第四章 ――狂戦士(バーサーカー)舞う―― ④
「我々を目の前にして臆さないとは大した度胸だな」
「勿論怖いよ。何せこの間の一件で、アンタ達の言葉は脅しじゃないとわかってるからな。俺が拒否ればアンタ達は躊躇なく俺の命を奪う……内心逃げ出したいくらいさ」
「それは正解だ。君がここから出ようとした瞬間、この中の誰かが確実に君の命を奪う。それがわかっていて何故勝ち目など無い相手に立ち向かう?」
「アンタの言う通りだよ、真田さん。俺には勝ち目なんて無い。何せ、ライオンと素手で対峙してる様なモンだからな。でも……俺はもう、逃げる事は止めたんだ」
無謀だってわかってる……。
「ほぉ、随分と勇敢な従者だな、君は。何が君に勇気を与え、突き動かすのか……理解に苦しむな」
「逃げてばかりいた俺に希望を与えてくれたアイツらの力になりたい……ただそれだけさ」
でも俺は…………。
そう真田に告げた圭介は、リュックの中からスケッチブックを取り出した。
「俺は……アンタ達の従者にはならない。俺は、俺の意思でアイツらと共に戦う!」
俺は真白を守りたい!
スケッチブックを開くと、描かれている絵に向けて右手をかざす――手首のリングが光を放ち、スケッチブックから大量の粒子が溢れ出した。
「うおおぉぉ―――――!」
圭介は絵の中から溢れ出た粒子を右手で掴み、勢いをつけてスケッチブックから引き抜いた。
「え!? なにやってんのあの子!?」
「あれはC粒子……ですね」
「なんだと!?……」
アーミー達は予期せぬ出来事に驚き狼狽える。圭介がスケッチブックから引き出したのは、異形なフォルムを纏った巨大な剣だった。
「何よアレ……この子能力が使える従者なの!?」
「これはこれは、驚きですね」
「なんと……能力開発が施されていたのか……」
異形の剣は全長が圭介の身の丈よりも長く、刀身からグリップにかけて細かな装飾が施されている。怪しい光を放つ剣を見て更に驚くアーミー達だったが、桐谷だけは意味深な笑みを口元に浮かべていた。
「それで? その剣を持ってどうするおつもりですか?」
「……お前らと戦う」
圭介はスケッチブックを地面に放り投げ、力強く異形の剣を握りしめた。
「アハハハ! これは面白い!」
圭介を嘲笑う桐谷は、何かを確信したような表情で京香の方を向いた。
「藍沢さん、彼の相手は貴女に任せます」
「は!? 何でアタシなのよ!」
「おやおや……藍沢さん程の高レベル剣使いが怖じ気づいているのですか?」
「べ、別にビビってる訳じゃないわよ! 地球人の能力者なんて聞いた事ないし、あの子のスペックがわかんないのに、うかつに近づいて無駄なダメージを受けたくないだけよ!」
「大丈夫ですよ。貴女がダメージを負う様な事は絶対にありえませんから。あぁ、ちなみに藍沢さんはハンデとして素手で戦ってあげて下さいね」
「はぁ!? 兵器を装備してる相手に対して素手ぇ!?」
「さぁどうぞ。ホラ、彼が向かってきましたよ」
「え!? マジで!?」
京香が振り向くと、異形の剣を振りかざした圭介が迫ってきていた。
「うおぉ―――――!」
桐谷の言葉に半信半疑だった京香は、やむなく意を決した。
「もう! 斬られたら責任とってよね!」
京香はそう言って、最大限の力を込めて異形の剣を振り降ろす圭介をまっすぐに見据え一瞬身構えたが、すぐに棒立ちになった。

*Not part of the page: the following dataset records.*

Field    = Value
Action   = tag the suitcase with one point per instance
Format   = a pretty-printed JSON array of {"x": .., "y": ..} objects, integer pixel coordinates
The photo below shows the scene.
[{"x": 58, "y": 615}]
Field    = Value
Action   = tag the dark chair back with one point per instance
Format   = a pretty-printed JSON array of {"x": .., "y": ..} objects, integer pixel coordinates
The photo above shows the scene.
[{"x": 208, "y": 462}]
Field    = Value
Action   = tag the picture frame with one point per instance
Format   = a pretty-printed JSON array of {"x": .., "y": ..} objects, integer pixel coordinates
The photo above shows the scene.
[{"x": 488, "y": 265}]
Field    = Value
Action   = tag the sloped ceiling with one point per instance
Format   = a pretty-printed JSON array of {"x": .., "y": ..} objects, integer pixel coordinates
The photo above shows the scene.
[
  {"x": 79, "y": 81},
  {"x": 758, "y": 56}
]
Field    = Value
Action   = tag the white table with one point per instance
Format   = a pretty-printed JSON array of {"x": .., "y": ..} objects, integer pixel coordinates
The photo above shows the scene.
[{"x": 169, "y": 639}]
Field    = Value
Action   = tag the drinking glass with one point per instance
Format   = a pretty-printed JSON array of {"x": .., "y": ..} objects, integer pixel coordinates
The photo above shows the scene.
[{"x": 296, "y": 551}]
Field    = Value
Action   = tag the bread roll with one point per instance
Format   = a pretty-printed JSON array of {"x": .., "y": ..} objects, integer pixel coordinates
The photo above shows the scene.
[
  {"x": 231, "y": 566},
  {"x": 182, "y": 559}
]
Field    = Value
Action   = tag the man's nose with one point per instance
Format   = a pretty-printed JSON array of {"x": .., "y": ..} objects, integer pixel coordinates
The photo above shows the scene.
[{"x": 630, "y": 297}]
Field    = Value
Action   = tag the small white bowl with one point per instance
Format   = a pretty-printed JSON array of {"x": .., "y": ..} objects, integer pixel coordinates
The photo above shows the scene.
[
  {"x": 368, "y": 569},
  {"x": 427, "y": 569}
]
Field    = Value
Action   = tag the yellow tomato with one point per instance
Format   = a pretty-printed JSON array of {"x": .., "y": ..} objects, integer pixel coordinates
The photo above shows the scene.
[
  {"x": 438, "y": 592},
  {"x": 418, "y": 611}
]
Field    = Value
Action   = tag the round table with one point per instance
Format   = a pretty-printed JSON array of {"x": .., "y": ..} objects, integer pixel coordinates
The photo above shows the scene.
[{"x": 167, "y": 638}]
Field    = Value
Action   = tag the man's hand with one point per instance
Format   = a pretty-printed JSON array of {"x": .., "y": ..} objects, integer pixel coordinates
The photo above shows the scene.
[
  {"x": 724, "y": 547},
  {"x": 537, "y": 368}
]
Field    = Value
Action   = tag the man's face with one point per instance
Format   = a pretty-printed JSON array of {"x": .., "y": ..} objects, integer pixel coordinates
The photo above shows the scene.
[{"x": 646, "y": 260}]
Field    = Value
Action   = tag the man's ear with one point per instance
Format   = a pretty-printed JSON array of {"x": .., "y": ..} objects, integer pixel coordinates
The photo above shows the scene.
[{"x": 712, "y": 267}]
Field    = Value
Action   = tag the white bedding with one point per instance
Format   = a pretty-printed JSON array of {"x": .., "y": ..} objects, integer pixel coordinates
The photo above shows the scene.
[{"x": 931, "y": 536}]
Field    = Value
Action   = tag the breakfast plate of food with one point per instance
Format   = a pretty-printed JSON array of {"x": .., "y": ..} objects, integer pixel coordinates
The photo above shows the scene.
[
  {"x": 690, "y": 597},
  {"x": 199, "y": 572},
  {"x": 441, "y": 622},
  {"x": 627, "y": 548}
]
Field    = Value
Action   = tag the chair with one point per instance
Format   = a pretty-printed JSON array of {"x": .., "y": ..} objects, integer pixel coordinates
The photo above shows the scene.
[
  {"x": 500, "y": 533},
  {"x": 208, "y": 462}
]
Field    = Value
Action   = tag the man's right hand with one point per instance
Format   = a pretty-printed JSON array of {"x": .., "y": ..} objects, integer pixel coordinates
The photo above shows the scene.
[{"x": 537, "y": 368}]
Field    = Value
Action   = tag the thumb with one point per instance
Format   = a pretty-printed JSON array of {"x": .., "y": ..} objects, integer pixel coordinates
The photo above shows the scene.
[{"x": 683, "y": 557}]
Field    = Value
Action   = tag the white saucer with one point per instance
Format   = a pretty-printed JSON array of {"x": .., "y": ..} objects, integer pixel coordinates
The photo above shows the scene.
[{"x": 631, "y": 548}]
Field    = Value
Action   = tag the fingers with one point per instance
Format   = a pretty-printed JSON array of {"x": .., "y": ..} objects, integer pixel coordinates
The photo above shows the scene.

ブレる体幹――おぼつかない足元――まるで子供のチャンバラごっこの様な圭介の攻撃は、京香にとって予想外だった。振り下ろされる異形の剣は空を斬り、勢い余った圭介はバランスを崩して地面へ激しく倒れ込んだ。
「うわっ!」
「何々!? へっぴり腰過ぎじゃね!? キャハハハハ!」
「クッ……クソォ!」
圭介はすぐさま体制を整え、京香の下半身に向けて異形の剣を振る。しかし、その余りにも弱々しい斬撃は、またもや虚しく空を斬った。
「キャハハ! ヤバい! 超ウケるんですけど~!」
京香は完全に見下した態度で罵倒し続ける。「地球人の中でも底辺過ぎるスペックじゃん!」
それでも圭介は異形の剣を幾度も振り続けた。
「ハァハァ……」
クソ……。こんな事になるんだったら、剣道部にでも入っておくべきだった……。